Antigen presentation is a subject most often considered at the molecular level, but its results are, of course, also relevant to the whole organism. This compilation of chapters from experts is aimed at reviewing the broad spectrum from molecular, biochemical and pharmacological considerations through to the effects on host immunity and the diseases which result from defects in these pathways. We begin with the class I MHC pathway. Drs. Nandi, Marusina and Monaco review how the endogenous peptides are generated within the cell and how they are transported into the endoplasmic reticulum. There, the story is taken up by Drs. Fourie and Yang, who relate how the complexes are assembled and transported to the cell membrane. Drs. Hudrisier and Gairin then describe the structure ofthe mature class I complex and reflect upon the pharmacology and possible therapeutic use of peptide antagonists.

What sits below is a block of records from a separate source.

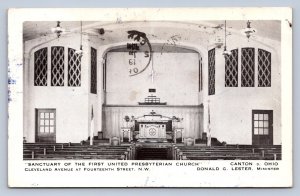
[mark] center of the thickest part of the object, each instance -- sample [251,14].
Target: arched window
[57,65]
[93,71]
[264,68]
[247,67]
[40,67]
[231,69]
[211,72]
[74,68]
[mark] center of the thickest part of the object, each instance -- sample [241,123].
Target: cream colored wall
[231,107]
[176,80]
[71,103]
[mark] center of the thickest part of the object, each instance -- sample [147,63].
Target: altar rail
[192,123]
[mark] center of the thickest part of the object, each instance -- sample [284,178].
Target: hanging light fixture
[80,51]
[58,30]
[248,31]
[226,52]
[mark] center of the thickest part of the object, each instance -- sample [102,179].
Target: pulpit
[152,130]
[151,127]
[126,133]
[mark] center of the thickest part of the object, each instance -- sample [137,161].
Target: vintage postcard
[150,97]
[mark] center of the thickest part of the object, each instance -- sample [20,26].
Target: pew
[228,152]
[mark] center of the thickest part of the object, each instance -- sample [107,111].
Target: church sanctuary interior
[152,90]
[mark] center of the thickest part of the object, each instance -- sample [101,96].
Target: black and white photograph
[139,89]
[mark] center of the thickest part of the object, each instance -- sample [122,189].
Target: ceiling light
[58,30]
[248,31]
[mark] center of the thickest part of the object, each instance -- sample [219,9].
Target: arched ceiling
[204,32]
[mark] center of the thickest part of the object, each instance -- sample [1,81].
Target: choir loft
[152,90]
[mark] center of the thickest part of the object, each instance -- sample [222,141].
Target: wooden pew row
[210,153]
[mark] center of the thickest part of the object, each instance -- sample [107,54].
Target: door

The following two chapters illustrate the consequences of low class I MHC expression. The defects in immune responsiveness which result from globally defective class I presentation are reviewed by Drs. Frelinger and Serody, who describe the resultant defects in the ability to control challenge by different microbial pathogens, while Dr. RaIl argues that the restricted class I expression, seen in certain tissues of normal animals, is most probably beneficial to the host, preventing immunopathologically mediated cell death. Then, the interface between the host and several viral pathogens is addressed in Chaps. 7 and 8; Drs. Sparer and Gooding describe how adenoviruses interfere with antigen presentation and, thus, with the host’s ability to respond appropriately to the virus challenge. Drs. Johnson and Hill show how, even in a single virus family (the herpes viruses), many different approaches to immune evasion have been taken. In Chap. 9, Drs. Nordeng, Gorvel and Bakke provide an excellent review of the MHC class II pathway, demonstrating that the invariant chain has many and varied functions. In the final chapter, Drs. Eibl and Wolff discuss the consequences of a defective MHC class II pathway in transgenic mouse models and in humans.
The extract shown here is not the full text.